For the Fortsner "non-though" hole, I didn't have a 7/16 bit, so I made it at 3/8 and will sand down the dowel for a snug fit, then glue. Since my depth is only 5/8" deep, this will not be a lot of work.


----------



## spaids (Apr 15, 2008)

Randy

When I wrapped the dowel I used spray glue on both the dowel and the back of the strip of sandpaper. It worked well for what I was doing but it was tedious and time consuming. I only did it on 5 holes though.

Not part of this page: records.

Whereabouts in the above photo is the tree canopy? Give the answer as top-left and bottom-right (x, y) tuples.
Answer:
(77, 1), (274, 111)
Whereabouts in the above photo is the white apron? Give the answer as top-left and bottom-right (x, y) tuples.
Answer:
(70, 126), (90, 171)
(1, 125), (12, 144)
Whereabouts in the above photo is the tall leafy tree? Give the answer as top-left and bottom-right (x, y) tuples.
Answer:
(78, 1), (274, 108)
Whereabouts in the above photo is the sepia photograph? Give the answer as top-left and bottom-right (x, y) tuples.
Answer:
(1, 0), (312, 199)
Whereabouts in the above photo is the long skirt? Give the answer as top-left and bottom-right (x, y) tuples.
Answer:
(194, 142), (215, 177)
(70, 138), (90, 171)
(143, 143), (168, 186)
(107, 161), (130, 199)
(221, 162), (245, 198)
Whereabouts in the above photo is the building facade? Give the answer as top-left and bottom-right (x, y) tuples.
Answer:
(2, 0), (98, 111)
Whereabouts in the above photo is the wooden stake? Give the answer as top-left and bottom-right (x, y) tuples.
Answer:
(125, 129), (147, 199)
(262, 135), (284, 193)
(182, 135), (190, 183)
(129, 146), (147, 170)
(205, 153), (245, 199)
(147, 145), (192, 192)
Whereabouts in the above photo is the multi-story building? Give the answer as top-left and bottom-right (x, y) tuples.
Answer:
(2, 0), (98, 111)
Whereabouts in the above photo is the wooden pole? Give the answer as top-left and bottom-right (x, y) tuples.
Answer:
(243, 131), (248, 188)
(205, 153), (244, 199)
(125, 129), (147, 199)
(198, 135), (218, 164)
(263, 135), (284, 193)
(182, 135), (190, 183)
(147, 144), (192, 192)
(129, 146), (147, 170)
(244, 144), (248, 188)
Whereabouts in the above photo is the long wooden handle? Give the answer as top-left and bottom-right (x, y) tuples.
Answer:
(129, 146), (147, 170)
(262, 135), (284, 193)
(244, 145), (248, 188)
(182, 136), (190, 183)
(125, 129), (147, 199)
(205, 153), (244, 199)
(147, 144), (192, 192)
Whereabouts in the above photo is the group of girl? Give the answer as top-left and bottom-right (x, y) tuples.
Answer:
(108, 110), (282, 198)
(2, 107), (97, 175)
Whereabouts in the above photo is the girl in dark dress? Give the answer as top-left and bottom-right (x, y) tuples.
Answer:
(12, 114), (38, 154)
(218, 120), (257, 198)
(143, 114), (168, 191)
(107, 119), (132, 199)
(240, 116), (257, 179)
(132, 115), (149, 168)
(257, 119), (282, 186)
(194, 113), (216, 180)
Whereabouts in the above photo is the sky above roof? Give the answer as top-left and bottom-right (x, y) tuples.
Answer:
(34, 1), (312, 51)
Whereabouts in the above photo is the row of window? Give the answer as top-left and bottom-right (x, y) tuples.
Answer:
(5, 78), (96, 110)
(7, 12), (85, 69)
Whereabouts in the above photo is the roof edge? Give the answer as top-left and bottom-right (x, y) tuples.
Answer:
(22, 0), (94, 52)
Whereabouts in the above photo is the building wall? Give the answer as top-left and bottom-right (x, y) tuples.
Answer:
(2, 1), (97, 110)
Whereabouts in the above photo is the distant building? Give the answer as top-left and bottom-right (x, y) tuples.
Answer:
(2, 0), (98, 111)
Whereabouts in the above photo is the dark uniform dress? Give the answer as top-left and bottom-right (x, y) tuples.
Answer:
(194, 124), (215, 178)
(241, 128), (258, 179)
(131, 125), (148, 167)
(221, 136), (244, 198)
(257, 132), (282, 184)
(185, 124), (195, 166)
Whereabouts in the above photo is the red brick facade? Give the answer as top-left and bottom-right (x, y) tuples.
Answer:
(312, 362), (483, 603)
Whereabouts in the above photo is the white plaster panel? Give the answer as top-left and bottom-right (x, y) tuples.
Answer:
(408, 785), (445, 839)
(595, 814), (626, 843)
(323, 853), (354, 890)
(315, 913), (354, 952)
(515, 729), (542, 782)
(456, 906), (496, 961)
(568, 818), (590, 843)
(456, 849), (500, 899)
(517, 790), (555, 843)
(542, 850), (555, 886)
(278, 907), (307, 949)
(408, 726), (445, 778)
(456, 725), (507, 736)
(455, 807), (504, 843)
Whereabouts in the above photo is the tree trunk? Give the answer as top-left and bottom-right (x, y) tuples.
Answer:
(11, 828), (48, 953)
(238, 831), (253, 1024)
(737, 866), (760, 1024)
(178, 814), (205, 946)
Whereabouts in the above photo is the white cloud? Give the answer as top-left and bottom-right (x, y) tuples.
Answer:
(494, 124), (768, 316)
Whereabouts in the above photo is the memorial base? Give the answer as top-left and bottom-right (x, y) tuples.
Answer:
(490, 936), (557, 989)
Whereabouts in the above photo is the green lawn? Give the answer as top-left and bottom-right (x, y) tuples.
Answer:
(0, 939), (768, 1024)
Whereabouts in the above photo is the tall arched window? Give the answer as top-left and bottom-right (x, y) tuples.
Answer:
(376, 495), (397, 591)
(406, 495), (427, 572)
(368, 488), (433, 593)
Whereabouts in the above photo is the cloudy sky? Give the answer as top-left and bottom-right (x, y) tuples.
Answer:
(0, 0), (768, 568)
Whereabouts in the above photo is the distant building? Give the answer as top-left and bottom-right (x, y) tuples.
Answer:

Is that a Frisbee golf trophy? .... Nice!


----------



## kimball (May 16, 2009)

Lie- Neilson has a dowel sizing plate.
Good Luck, 
Kimball


----------



## boboswin (May 23, 2007)

NEVER BUY ANOTHER DOWEL!









http://www.fine-tools.com/duebelherstellung.htm
OR
http://www.leevalley.com/wood/page.aspx?c=2&p=52401&cat=1,180,42288
BOB


----------



## chriswright (Nov 13, 2008)

If you're doweling joints, you could also check this out:

http://www.woodcraft.com/product.aspx?ProductID=146449&FamilyID=5410

It cuts the groves in the sides of the dowl, can also make it a little easier to tap into the hole.


----------



## spaids (Apr 15, 2008)

Well this is how I took care of it.









After closer inspection these dowels were NOT round. Go figure! So I decided that , although nuking em would have been quick and easy, sanding was merited.


----------



## Chipncut (Aug 18, 2006)

Fluted dowels are better because they won't hydraulic and split your board.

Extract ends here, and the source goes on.